Erna Moller, a member of the Nobel Assembly at Karolinska, said RNA
interference has already had a dramatic effect on the pharmaceutical
and biotech industries.

RNA, or ribonucleic acid, is a biomolecule that can store and
transmit genetic information, similar to the role of DNA. In 1989,
Americans Sidney Altman and Thomas Cech were awarded the Nobel Prize
in chemistry for discovering RNA’s catalytic properties.

Fire, 47, of Stanford University, and Mello, 45, of the University
of Massachusetts Medical School in Worcester, published their seminal
work in the journal Nature in 1998. The two men will share the prize,
including 10 million kronor ($1.4 US dollar million).

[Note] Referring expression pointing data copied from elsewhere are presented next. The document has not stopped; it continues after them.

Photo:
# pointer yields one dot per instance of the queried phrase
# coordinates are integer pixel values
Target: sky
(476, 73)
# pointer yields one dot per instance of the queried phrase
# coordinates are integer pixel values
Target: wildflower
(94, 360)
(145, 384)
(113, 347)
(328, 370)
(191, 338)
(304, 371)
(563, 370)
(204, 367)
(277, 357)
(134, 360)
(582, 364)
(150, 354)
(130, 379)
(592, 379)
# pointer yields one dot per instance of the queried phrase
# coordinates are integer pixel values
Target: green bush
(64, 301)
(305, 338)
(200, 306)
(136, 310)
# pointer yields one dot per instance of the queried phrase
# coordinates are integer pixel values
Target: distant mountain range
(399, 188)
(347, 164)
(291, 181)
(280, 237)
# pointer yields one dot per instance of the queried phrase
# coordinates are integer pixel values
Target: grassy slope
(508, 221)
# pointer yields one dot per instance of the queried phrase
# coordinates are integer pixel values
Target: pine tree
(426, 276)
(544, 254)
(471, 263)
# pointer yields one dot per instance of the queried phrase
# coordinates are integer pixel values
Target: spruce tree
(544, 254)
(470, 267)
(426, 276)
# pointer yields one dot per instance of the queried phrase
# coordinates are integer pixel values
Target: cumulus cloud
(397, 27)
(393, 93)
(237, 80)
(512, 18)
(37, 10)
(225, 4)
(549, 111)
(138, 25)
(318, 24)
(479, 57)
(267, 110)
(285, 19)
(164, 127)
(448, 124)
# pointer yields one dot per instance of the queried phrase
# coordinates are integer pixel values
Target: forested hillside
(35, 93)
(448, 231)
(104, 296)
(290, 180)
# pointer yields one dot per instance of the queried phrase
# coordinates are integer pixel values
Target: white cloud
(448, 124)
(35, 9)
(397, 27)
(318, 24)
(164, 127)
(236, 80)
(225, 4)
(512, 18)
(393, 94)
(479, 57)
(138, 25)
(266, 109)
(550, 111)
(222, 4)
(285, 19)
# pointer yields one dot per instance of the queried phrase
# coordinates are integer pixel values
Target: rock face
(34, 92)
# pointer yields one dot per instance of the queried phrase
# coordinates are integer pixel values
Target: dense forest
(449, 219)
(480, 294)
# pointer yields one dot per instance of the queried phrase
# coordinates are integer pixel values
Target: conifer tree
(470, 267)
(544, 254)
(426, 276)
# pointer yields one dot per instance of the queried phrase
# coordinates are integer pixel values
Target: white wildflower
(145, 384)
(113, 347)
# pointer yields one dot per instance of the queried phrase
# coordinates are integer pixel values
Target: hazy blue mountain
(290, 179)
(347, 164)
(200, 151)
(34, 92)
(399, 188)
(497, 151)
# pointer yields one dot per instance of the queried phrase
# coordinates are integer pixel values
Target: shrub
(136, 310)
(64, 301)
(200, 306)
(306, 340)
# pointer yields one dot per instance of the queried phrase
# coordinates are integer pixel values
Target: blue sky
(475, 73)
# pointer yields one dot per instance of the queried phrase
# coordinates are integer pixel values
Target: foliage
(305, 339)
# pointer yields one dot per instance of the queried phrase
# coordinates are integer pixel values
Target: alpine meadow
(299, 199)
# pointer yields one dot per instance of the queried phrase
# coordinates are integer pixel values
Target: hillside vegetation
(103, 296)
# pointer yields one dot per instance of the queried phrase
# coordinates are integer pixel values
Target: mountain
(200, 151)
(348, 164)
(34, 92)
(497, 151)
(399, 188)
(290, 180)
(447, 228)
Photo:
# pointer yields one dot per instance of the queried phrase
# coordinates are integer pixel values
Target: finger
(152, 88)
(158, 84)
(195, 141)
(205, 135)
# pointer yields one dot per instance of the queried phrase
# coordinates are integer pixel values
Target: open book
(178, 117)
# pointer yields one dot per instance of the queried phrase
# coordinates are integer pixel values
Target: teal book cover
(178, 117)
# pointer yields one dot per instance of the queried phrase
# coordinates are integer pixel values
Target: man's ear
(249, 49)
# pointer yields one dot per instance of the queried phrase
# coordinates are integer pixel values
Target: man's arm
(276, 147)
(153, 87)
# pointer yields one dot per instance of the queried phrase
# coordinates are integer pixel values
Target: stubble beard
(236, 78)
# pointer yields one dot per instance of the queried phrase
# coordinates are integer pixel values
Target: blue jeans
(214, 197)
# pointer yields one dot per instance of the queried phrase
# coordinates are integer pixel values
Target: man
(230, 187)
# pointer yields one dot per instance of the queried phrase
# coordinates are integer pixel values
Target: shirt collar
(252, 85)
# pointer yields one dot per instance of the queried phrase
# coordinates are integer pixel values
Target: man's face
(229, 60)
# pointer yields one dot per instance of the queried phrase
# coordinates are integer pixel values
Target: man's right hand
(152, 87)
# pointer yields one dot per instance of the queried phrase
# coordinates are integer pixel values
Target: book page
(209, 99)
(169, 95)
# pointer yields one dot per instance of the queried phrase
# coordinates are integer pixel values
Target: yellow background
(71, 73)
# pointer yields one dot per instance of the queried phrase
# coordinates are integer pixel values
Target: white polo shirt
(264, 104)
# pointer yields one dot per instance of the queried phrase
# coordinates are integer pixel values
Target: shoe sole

The Nobel committees typically honour discoveries that have been
tested over decades, but Hansson said the findings by Fire and Mello
had a big impact even though they were published just eight years ago.

Last year’s medicine prize went to Australians Barry J. Marshall and
Robin Warren for discovering that bacteria, not stress, causes ulcers.

2006 Nobel Physics Prize

Americans John C. Mather and George F. Smoot won the 2006 Nobel Prize
in physics for work that helped cement the big-bang theory of how
the universe was created and deepen understanding of the origin of
galaxies and stars.

The scientists shared the prestigious 10 million kronor ($1.4 million
US dollar) award for discovering the nature of "blackbody radiation"
– cosmic background radiation believed to stem from the big bang –
the Royal Swedish Academy of Sciences in Stockholm said.

Mather, 60, and Smoot, 61, based their work on measurements done with
the help of the NASA-launched Cosmic Background Explorer satellite
in 1989. They were able to observe the universe in its early stages
about 380,000 years after it was born. Ripples in the light they
detected also helped demonstrate how galaxies came together over time.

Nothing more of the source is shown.